He was pushed on the question of whether he accepted the risk of serious brain damage as a result of sedation, intubation and general anaesthetic.

Having heard Paul’s views, and the arguments of his counsel, the position of the Trust remained that it was not in Paul’s best interests to undergo the high-risk procedures involved in treating him against his (non-capacitous) wishes. 

Mr Justice Hayden disagreed. “That Paul wants to go on living, however parlous the circumstances, is pellucidly clear,” he said.  In a short oral judgment, he said that the “present regime should be sustained” and he authorised continued physical and chemical restraint in order to enable dialysis, because “without it, death would probably follow within hours or days”. 

“On the one hand there was death.  On the other hand, there was hope, however compromised.  For him, and for him as a parent, he would take the hope rather than the certainty of death.  For some, the prospect of life with severe neurological damage would be an unattractive prospect, but I was satisfied that Paul was one of those individuals who are willing to take that risk.  I cannot think of any circumstances in which I would go against his expressed wishes and feelings delivered with sensitivity, with care, and with intelligence.” (Mr Justice Hayden, oral judgment)

The ethical and practical dilemma faced by Paul and by the professionals charged with making decisions about his treatment is not unique.

Many people with fluctuating capacity know, when they are well, that they want certain treatments when they are ill – but when they actually become ill, they refuse those treatments.  Rather than compel people to have treatments against their wishes, doctors will sometimes accept those treatment refusals.  Here’s an example from the Mental Health and Justice Project:

“Many people with Bipolar say that often, when becoming unwell, they lose the ability to recognise that they need treatment or hospital admission.
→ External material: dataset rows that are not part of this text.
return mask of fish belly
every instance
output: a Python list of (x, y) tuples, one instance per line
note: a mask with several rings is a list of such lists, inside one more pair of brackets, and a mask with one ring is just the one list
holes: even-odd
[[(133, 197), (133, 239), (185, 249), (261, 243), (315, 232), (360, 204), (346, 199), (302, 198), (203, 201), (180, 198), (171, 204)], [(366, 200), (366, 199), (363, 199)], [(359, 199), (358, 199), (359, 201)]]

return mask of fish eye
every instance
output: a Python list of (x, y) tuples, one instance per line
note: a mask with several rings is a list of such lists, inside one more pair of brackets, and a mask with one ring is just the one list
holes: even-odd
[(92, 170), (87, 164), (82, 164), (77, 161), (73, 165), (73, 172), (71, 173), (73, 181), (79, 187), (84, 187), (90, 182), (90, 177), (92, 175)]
Delays in treatment and/or admission can mean the individual is left to become more unwell and, in many cases, act in a way which is damaging to themselves. An SBD [Self-Binding Directive] is an agreement, written by someone with Bipolar, with the help of their care team and, if they liked, their family/friends. It would explain what usually happens when they become unwell and what sort of treatment is generally helpful. Most importantly, it would aim to make sure that a person receives this treatment, even if they no longer have the ability to recognise that it is needed.[4]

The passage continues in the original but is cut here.